To create, edit, or disable a table service, visit the 'Optimizations Tab' on the Table Details page.
Trigger Mode
For all the table services, we offer Automatic
and On Demand
trigger modes.
- Automatic mode will run the service (Clustering, Compaction and Cleaning) automatically based on the configured commit frequency. For MetaSync, the service will run automatically for each commit in the table.
- On Demand mode will allow you to manually trigger the service using the
RUN SERVICE IN TABLE
API orActions -> Trigger
button on the table service page.
Details about each table service and their settings are documented below:
Clustering
Clustering the table helps improve performance for reading data. Learn more about Clustering in the Hudi docs.
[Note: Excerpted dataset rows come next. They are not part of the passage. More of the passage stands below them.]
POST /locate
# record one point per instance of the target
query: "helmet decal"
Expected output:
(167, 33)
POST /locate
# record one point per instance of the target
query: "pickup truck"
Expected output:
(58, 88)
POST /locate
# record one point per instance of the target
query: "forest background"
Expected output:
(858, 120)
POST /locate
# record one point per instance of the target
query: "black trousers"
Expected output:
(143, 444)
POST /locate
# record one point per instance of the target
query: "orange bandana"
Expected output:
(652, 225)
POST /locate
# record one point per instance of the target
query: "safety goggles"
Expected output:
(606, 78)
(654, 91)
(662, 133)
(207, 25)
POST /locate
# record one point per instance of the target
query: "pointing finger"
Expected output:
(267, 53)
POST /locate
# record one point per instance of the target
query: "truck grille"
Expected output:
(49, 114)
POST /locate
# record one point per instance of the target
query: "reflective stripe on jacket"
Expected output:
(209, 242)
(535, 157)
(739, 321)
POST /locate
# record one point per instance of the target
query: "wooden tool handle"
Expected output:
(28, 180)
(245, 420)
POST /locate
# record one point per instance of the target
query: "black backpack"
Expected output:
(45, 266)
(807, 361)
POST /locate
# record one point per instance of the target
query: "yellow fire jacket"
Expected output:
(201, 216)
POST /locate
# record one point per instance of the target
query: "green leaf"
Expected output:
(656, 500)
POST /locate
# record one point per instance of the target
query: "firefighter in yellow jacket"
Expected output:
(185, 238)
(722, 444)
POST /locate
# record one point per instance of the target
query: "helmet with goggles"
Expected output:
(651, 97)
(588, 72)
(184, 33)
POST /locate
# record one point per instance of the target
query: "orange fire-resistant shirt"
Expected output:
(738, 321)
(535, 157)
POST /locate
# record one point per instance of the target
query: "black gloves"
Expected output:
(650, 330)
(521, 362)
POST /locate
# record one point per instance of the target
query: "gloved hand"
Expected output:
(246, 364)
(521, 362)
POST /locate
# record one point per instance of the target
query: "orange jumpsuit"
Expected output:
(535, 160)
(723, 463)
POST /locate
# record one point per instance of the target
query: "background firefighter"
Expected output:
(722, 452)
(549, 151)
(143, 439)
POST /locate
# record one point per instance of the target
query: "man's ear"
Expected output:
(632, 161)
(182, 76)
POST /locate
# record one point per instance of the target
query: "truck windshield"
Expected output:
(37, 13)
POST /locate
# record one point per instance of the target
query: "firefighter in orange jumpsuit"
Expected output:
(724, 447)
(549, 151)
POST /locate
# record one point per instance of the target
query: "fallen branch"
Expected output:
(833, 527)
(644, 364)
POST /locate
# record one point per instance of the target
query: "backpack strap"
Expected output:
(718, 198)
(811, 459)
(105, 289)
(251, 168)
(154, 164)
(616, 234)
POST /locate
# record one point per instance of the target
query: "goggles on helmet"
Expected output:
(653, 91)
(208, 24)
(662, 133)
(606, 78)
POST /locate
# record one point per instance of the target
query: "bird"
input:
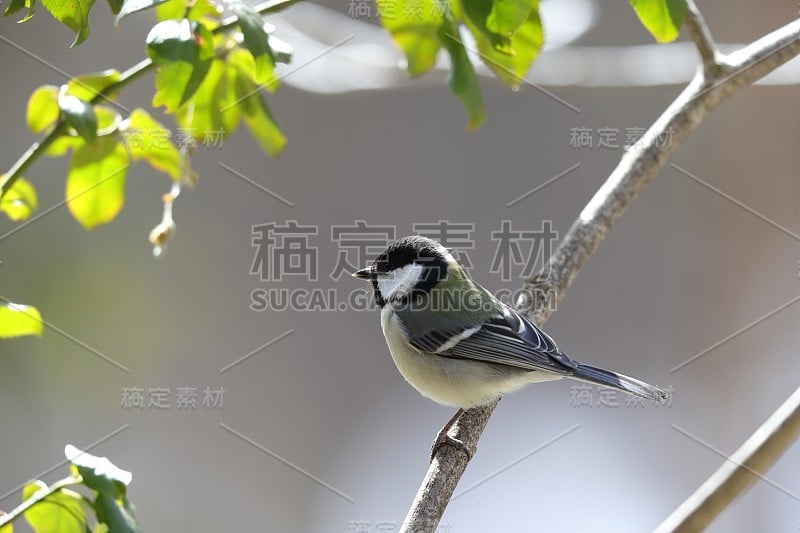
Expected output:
(459, 345)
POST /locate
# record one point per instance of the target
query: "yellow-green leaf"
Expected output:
(96, 181)
(78, 114)
(72, 13)
(17, 320)
(462, 80)
(88, 86)
(662, 18)
(510, 64)
(147, 139)
(413, 25)
(60, 512)
(42, 108)
(19, 202)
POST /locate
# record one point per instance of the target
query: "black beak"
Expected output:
(365, 273)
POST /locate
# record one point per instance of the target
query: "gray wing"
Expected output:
(507, 339)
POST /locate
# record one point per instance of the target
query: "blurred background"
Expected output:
(318, 431)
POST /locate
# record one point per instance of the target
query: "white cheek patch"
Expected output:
(399, 281)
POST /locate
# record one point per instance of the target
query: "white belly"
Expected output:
(457, 382)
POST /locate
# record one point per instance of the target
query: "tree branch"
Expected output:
(637, 168)
(38, 148)
(702, 39)
(739, 471)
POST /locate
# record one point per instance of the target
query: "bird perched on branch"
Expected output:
(456, 343)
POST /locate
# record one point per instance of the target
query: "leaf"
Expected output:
(256, 39)
(78, 114)
(462, 79)
(13, 7)
(20, 201)
(64, 144)
(511, 64)
(115, 5)
(175, 9)
(184, 49)
(42, 108)
(506, 16)
(98, 473)
(413, 25)
(662, 18)
(110, 511)
(59, 512)
(134, 6)
(259, 118)
(147, 139)
(96, 181)
(72, 13)
(88, 86)
(172, 40)
(17, 320)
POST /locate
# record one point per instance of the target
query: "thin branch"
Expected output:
(700, 35)
(739, 471)
(38, 148)
(637, 168)
(38, 497)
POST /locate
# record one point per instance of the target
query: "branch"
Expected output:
(739, 471)
(702, 39)
(637, 168)
(38, 148)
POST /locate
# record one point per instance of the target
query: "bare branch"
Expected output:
(702, 39)
(739, 471)
(637, 168)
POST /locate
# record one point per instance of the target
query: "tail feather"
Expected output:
(627, 384)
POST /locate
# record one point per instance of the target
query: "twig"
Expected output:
(741, 470)
(60, 127)
(37, 497)
(702, 39)
(637, 168)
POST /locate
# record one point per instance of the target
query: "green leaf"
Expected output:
(134, 6)
(115, 5)
(258, 117)
(64, 144)
(20, 201)
(214, 112)
(147, 139)
(662, 18)
(96, 181)
(413, 25)
(175, 9)
(477, 14)
(172, 40)
(17, 320)
(72, 13)
(88, 86)
(42, 108)
(78, 114)
(506, 16)
(98, 473)
(462, 79)
(510, 64)
(111, 511)
(16, 5)
(184, 49)
(59, 512)
(256, 39)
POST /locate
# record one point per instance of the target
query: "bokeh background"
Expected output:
(684, 269)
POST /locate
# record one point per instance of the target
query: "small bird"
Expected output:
(456, 343)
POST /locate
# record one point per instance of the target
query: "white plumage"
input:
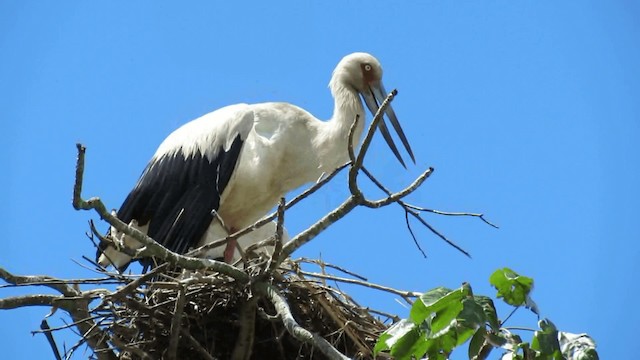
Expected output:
(239, 160)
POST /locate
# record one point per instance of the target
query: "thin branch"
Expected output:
(311, 232)
(450, 213)
(400, 194)
(413, 236)
(415, 215)
(293, 327)
(277, 249)
(355, 168)
(196, 345)
(244, 342)
(176, 325)
(336, 267)
(40, 280)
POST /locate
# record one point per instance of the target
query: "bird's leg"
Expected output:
(230, 249)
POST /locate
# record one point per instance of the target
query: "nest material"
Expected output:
(204, 316)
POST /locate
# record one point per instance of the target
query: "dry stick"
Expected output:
(344, 326)
(244, 342)
(277, 249)
(453, 213)
(404, 294)
(415, 214)
(193, 342)
(294, 329)
(44, 326)
(79, 310)
(176, 325)
(356, 197)
(151, 247)
(42, 280)
(336, 267)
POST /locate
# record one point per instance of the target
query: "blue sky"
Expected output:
(529, 112)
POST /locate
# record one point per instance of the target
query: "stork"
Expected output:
(225, 170)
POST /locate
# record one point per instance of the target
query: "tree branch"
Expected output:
(293, 327)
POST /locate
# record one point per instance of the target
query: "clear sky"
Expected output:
(529, 112)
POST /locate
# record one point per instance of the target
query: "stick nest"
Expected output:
(206, 316)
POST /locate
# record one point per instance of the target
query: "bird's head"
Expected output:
(363, 73)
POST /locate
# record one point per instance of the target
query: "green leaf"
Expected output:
(546, 341)
(577, 346)
(472, 315)
(393, 334)
(489, 311)
(476, 343)
(512, 287)
(421, 307)
(410, 345)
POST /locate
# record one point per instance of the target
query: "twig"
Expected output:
(277, 249)
(406, 294)
(244, 343)
(176, 325)
(44, 326)
(336, 267)
(151, 247)
(416, 215)
(293, 327)
(193, 342)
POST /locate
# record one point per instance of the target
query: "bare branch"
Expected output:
(400, 194)
(176, 325)
(293, 327)
(404, 294)
(416, 215)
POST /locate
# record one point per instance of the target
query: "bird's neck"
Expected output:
(347, 107)
(332, 144)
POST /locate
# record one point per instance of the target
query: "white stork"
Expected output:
(238, 161)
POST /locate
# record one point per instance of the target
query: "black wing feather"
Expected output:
(176, 195)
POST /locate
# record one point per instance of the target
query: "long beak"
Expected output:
(373, 98)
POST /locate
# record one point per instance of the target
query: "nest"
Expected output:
(211, 316)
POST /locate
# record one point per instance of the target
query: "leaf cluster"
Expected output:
(443, 319)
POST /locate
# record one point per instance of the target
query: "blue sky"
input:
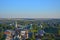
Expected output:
(29, 8)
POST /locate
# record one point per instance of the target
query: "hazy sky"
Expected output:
(29, 8)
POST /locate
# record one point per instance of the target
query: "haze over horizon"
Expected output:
(29, 8)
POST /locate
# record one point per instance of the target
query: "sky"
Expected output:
(29, 8)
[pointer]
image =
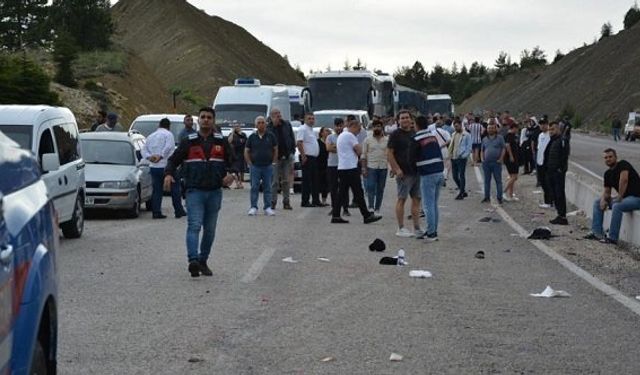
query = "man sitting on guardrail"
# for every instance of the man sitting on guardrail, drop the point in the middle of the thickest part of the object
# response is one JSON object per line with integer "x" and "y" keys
{"x": 622, "y": 177}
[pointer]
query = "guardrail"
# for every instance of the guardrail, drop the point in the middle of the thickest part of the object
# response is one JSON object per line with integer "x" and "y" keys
{"x": 583, "y": 187}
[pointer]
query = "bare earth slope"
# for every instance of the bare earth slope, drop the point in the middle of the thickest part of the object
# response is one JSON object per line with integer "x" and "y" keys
{"x": 189, "y": 49}
{"x": 596, "y": 80}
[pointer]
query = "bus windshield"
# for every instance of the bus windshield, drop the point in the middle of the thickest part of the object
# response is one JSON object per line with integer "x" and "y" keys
{"x": 340, "y": 93}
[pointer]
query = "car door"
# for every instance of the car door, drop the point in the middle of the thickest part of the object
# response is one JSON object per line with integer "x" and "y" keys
{"x": 6, "y": 295}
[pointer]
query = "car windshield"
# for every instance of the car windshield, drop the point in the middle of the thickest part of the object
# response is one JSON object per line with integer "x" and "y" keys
{"x": 244, "y": 114}
{"x": 340, "y": 93}
{"x": 21, "y": 134}
{"x": 107, "y": 152}
{"x": 147, "y": 127}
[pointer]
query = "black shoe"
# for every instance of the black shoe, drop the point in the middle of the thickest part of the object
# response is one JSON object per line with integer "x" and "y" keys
{"x": 204, "y": 269}
{"x": 339, "y": 220}
{"x": 559, "y": 221}
{"x": 194, "y": 268}
{"x": 372, "y": 219}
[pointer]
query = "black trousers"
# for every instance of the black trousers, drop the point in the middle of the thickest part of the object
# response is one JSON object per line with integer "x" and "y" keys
{"x": 555, "y": 179}
{"x": 350, "y": 179}
{"x": 310, "y": 181}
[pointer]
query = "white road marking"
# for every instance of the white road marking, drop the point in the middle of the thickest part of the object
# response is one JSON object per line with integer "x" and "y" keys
{"x": 608, "y": 290}
{"x": 257, "y": 266}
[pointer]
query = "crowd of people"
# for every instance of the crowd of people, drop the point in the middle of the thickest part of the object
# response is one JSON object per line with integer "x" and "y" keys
{"x": 418, "y": 152}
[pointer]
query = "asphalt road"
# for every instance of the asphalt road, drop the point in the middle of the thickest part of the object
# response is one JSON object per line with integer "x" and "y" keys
{"x": 586, "y": 150}
{"x": 128, "y": 305}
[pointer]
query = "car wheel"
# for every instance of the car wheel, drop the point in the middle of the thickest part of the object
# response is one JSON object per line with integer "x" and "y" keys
{"x": 38, "y": 360}
{"x": 74, "y": 227}
{"x": 134, "y": 212}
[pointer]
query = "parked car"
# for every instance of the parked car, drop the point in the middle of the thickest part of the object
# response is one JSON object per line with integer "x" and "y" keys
{"x": 117, "y": 177}
{"x": 51, "y": 133}
{"x": 147, "y": 124}
{"x": 28, "y": 246}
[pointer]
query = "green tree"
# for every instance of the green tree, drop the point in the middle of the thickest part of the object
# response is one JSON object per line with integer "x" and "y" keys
{"x": 87, "y": 21}
{"x": 23, "y": 24}
{"x": 23, "y": 82}
{"x": 65, "y": 51}
{"x": 632, "y": 17}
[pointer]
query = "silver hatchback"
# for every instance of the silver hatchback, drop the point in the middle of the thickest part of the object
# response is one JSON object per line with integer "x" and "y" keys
{"x": 115, "y": 176}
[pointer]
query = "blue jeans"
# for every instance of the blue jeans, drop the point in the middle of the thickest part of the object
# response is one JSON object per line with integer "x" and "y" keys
{"x": 492, "y": 168}
{"x": 376, "y": 180}
{"x": 628, "y": 204}
{"x": 263, "y": 174}
{"x": 430, "y": 188}
{"x": 157, "y": 182}
{"x": 202, "y": 212}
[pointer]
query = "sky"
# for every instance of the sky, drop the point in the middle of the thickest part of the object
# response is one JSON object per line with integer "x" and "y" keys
{"x": 388, "y": 34}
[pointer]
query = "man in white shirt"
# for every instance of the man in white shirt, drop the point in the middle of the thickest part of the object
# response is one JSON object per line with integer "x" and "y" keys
{"x": 309, "y": 149}
{"x": 349, "y": 150}
{"x": 157, "y": 149}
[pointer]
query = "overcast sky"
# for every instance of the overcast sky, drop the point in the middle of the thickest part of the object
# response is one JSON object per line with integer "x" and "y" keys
{"x": 387, "y": 34}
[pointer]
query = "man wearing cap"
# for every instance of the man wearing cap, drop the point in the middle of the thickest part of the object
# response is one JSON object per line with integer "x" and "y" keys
{"x": 111, "y": 125}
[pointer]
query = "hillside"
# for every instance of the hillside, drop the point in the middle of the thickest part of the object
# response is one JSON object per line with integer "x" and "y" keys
{"x": 595, "y": 80}
{"x": 186, "y": 48}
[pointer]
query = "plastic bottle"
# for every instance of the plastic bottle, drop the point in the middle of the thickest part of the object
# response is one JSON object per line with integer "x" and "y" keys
{"x": 401, "y": 258}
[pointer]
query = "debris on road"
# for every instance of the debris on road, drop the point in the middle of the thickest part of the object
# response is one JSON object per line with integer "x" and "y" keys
{"x": 420, "y": 274}
{"x": 549, "y": 292}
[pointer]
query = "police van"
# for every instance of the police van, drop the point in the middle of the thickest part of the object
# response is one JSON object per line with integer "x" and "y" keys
{"x": 51, "y": 133}
{"x": 246, "y": 100}
{"x": 28, "y": 245}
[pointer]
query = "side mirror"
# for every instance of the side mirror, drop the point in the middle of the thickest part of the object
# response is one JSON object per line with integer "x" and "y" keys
{"x": 50, "y": 162}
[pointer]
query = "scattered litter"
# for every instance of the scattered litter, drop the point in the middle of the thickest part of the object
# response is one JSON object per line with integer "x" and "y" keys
{"x": 548, "y": 292}
{"x": 541, "y": 233}
{"x": 420, "y": 274}
{"x": 377, "y": 245}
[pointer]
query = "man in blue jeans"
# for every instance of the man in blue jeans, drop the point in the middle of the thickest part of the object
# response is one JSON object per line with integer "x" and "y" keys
{"x": 492, "y": 155}
{"x": 622, "y": 177}
{"x": 261, "y": 154}
{"x": 206, "y": 158}
{"x": 430, "y": 167}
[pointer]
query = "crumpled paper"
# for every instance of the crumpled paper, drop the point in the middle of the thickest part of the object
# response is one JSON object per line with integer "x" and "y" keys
{"x": 549, "y": 292}
{"x": 420, "y": 274}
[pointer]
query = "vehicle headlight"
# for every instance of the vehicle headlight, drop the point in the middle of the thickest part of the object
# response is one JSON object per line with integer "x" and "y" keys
{"x": 116, "y": 185}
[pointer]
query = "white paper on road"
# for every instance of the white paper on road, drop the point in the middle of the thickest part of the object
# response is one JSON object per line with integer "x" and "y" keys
{"x": 549, "y": 292}
{"x": 421, "y": 274}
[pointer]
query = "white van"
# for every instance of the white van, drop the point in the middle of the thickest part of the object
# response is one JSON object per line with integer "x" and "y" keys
{"x": 51, "y": 133}
{"x": 246, "y": 100}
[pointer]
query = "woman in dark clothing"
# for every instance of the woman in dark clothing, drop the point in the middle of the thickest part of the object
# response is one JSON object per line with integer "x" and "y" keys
{"x": 238, "y": 140}
{"x": 322, "y": 164}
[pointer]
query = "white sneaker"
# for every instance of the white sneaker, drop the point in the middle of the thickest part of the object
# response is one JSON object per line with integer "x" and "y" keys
{"x": 404, "y": 232}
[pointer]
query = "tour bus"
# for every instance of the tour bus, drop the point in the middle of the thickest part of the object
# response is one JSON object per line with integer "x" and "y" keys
{"x": 246, "y": 100}
{"x": 354, "y": 90}
{"x": 441, "y": 104}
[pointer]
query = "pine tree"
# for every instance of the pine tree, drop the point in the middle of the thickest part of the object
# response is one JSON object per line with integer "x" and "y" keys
{"x": 23, "y": 24}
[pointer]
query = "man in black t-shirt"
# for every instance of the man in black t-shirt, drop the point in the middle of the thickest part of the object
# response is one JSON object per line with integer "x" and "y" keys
{"x": 622, "y": 177}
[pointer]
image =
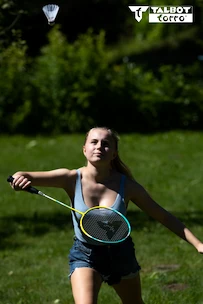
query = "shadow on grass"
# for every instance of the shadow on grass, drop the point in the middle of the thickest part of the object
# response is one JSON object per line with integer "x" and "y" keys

You can set the following Clustering configurations:
- Keys: Specify fields on which to cluster the data.
- Layout strategy: Select the strategy to use for clustering. By default, we recommend choosing Linear. For details on different layout strategies, you can see the Hudi layout strategies blog.
- Frequency: Specify how frequently to run clustering. By default, we recommend clustering data every 4 commits. Keep in mind that clustering more frequently will use more compute.
Usage Notes
- The Clustering service optimizes target file sizes and data sorting across files to ensure better query performance.
- Enabling Clustering on a table with existing data will only cluster new data written after Clustering is enabled.
- Clustering runs incrementally on unclustered data to optimize write performance. The layout optimization (i.e. sorting) is applied to the data within each clustering operation. In each run, clustering rewrites a maximum number of bytes to avoid long-running jobs and keeps a backlog of the unclustered files that will be clustering in the subsequent rounds.
- When a file group is Clustered, it will no longer be part of the active table, as Clustering will rewrite the data as a new file group. The original (non-active) file group will remain in storage until it is deleted by the Cleaner service.
Compaction
Compaction is available and required for MERGE-ON-READ tables (see table details above). Compaction merges incoming data into the table, which enables efficient writes to the table. Learn more about Compaction in the Hudi docs.
You can set the following Compaction configurations:
- Frequency: Specify how frequently to run compaction. By default, we recommend compacting data every 4 commits. Keep in mind that compacting data more frequently will use more compute.
- Bytes per compaction: Specify how many bytes to compact in each compaction. By default, we recommend using 512GB (512,000MB) per compaction.
Cleaning
Cleaning helps you reclaim space and keep your storage costs in check by removing old data committed to the table. Onehouse retains old data committed to the table to support time travel queries.
You can set the following Cleaning configurations:
- Frequency: Specify how frequently to run cleaning. By default, we recommend cleaning data every 4 commits.
- Time travel retention: Specify the number of days to retain commit history. Increasing this number will allow you to time travel further back, but will use more storage.
Metadata Sync
Metadata Sync allows you to sync your table to one or more catalogs connected to Onehouse. This feature can be used to
- Register a table to any of the listed catalogs
- Translate an Apache Hudi table to an Apache Iceberg or a Delta Lake table.
- Additional features like adding custom database for Iceberg tables in Glue and customizing the table name suffix for Iceberg tables are available through the ALTER SERVICE IN TABLE API.